We found "Blessed Thomas the Skeleton Guy" underneath the alter of a small countryside church we stumbled into on a pilgrimage to Italy in 2011. |
One morning, a few months ago, I came to the disturbing conclusion that I don't know Jesus.
Sure, I know quite a bit about Him. I know that He was born of a virgin, performed miracles, forgave sins, was crucified, died and rose again. I know that He ascended to the Right Hand of the Father in Heaven. I know what the Catechism says about Him. I know His words in sacred scripture. I know how He wants me to live.
But I realized I didn't actually know Jesus. I didn't have a relationship with Him.
And this was a problem. As the Lord told Blessed Teresa of Calcutta, "They don't know me so they don't want me."
So...I'm an idolater.
But surely I want Jesus, right? A quick inventory of my what occupies my thoughts and desires led me to another uncomfortable answer.
Whereas the saints were constantly consumed with thoughts of God, I spend my time thinking about...the Packers...buffalo wings...my plans for the weekend. I'm so easily distracted by these idols I've made that by the time I make it 30 seconds into the Rosary I find myself contemplating the sorrowful mystery of the Brewers pitching staff or the glorious mystery of wondering what's for dinner tonight.
Not good. While God gives us the pleasures of life as a foretaste of life eternal in the Kingdom, I'd made those temporal gifts into ends in themselves. And so I dedicated my prayer life this Lent to asking the Lord for the grace to place Him first and to seek and desire Him with all my heart.
To dust we will return
This Lenten journey led me to the bedside of my dying grandfather. While other family members tended to logistical matters that needed to be addressed, I had an opportunity spend some time alone with my grandfather. Making my best effort to offer a corporal work of mercy, I sat in the silence and darkness and offered a Divine Mercy Chaplet for him.
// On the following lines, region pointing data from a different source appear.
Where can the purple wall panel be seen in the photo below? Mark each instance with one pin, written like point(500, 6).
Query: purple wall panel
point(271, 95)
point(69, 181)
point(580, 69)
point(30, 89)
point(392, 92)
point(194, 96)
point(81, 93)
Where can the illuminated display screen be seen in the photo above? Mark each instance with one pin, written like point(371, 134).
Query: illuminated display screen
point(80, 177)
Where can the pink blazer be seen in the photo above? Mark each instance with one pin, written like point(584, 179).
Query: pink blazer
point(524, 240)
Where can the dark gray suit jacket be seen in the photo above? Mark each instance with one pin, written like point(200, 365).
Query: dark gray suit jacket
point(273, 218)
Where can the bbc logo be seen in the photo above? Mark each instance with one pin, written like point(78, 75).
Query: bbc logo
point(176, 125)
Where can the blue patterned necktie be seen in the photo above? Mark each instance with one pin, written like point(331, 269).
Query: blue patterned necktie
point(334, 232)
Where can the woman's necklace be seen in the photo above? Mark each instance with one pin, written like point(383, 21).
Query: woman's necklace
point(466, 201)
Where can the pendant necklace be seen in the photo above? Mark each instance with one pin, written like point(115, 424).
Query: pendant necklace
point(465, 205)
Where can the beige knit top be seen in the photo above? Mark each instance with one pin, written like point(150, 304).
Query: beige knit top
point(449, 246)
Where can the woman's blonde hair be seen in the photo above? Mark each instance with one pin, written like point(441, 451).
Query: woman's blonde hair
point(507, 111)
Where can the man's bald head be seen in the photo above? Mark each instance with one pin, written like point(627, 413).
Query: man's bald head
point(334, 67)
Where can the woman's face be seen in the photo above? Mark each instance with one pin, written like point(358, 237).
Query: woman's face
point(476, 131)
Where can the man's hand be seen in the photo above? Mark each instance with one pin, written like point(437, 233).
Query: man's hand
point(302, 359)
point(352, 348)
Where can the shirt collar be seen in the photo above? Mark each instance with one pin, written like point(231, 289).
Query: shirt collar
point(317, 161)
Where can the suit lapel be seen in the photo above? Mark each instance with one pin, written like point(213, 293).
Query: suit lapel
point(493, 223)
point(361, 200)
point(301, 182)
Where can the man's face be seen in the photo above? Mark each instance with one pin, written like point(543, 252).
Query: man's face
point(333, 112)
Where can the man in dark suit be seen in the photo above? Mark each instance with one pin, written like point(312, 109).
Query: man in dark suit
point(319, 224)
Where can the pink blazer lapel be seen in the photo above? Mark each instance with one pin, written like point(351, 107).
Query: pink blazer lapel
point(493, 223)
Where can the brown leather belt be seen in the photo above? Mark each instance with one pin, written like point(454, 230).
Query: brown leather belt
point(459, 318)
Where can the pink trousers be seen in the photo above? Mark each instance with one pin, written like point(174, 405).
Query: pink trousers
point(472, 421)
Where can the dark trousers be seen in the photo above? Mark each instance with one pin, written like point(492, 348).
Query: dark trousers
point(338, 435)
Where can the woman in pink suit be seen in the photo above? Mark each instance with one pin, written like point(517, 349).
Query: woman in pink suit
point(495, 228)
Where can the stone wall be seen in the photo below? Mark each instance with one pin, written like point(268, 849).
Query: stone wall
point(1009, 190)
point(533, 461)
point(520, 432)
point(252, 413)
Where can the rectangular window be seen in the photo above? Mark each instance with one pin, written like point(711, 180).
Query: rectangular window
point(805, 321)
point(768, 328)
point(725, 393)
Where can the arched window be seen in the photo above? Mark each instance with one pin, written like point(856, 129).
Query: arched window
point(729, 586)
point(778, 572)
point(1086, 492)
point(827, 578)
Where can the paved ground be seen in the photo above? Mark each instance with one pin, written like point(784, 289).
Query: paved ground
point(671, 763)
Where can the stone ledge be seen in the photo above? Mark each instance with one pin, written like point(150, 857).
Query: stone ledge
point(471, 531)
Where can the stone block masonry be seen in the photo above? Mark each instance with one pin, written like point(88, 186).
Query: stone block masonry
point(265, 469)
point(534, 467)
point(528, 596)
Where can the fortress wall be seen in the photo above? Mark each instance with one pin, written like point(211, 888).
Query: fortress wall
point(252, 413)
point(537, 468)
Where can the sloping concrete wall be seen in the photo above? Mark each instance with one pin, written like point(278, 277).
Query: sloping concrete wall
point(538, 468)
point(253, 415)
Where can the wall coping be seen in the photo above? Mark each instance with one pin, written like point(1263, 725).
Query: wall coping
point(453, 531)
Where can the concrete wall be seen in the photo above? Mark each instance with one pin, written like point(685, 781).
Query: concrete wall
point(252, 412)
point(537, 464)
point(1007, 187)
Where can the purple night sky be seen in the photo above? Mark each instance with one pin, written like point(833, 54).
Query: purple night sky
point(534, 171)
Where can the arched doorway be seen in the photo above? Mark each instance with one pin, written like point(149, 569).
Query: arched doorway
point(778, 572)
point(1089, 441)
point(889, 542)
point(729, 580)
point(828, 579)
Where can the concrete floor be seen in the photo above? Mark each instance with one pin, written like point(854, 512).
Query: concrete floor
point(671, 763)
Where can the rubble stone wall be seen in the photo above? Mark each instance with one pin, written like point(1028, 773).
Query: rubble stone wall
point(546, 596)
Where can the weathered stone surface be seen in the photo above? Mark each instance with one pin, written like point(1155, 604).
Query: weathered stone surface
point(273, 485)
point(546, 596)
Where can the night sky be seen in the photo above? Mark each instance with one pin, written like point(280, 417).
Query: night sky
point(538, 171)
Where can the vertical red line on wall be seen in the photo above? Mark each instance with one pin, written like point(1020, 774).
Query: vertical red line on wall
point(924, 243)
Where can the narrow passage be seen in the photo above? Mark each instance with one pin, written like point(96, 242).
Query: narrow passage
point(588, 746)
As I prayed, I contemplated how he was now being stripped of everything he'd worked for and everything he'd built. How he would never again set foot in his home of the last six decades, and how the fruits of his labor over so many years would soon be sold off, thrown away or distributed to loved ones.
All he had left--and more importantly, all he could take with him upon his departure--was Christ.
My grandfather's funeral, which followed a long decline that began shortly after his 93rd birthday, wasn't the only funeral I attended this Lent. The other, entirely unforeseen and unexpected, was for a 32-year-old mother in the prime of her life. But while these deaths were about as different as one can imagine, the common thread is that both served as unsettling reminders of the Ash Wednesday exhortation "Remember, you are dust, and to dust you will return."
Finding Christ
The idols I had made could no longer obscure the certainty that--sooner or later- my rotting flesh will become food for worms.
Faced with this grim reality, how could I behold Christ my Redeemer with anything other than passionate love and indescribable gratitude? Not only is He my only hope for not spending eternity decomposing, but He ransomed me at the cost of His own life and in spite of my great sin.
And that's how, in the silent stillness of my dying grandfather's nursing home room, I met Jesus Christ.
Like Elijah, I didn't meet Him in the earthquake, the wind or the fire. I met Him in each shallow breath of the man at whose bedside I kept vigil.
In my grandfather's suffering, I met Christ at the Cross and I prayed that my grandfather's suffering might be united to that same Cross for his merit. I prayed that my dad's pain in losing his dad might be united to that Cross for his sanctification. And I prayed that the significance of the moment would not fade in my mind, that I, too, would remain faithful so as to spend eternity praising God in Heaven with my loved ones.
Let's keep each other in mutual prayer that we might receive the grace to know the Lord and to love Him with all our heart, with all our soul, with all our mind and with all our strength.
Praised be Jesus Christ!
Awake, my soul;
Awake, my soul;
You were meant to meet your maker!
2 comments:
So beautiful! Thanks for sharing this. May God bless you and your family.
This is very beautiful, Steve. I am particularly moved by your realization that you really don't know Jesus. Two months ago, while looking at the crucifix, a thought popped in my head: "I really don't know You, Lord, despite being fairly knowledgeable about my Catholic faith". When that realization hit me, I started asking Him to make known Himself to me. Not long after, something good that was so impossible to happen, happened to me. God makes known Himself to each one of us in different ways, and this was the way He revealed Himself to me, this was the way He touched me in a very personal way. I found out that knowing Him is really all about knowing how much He loves us despite our weaknesses. I also found out that knowing how much He loves me, makes me love Him back all the more, and makes me try to strive harder to do the right things, hoping, that in the end, I'll finally see Him face to face.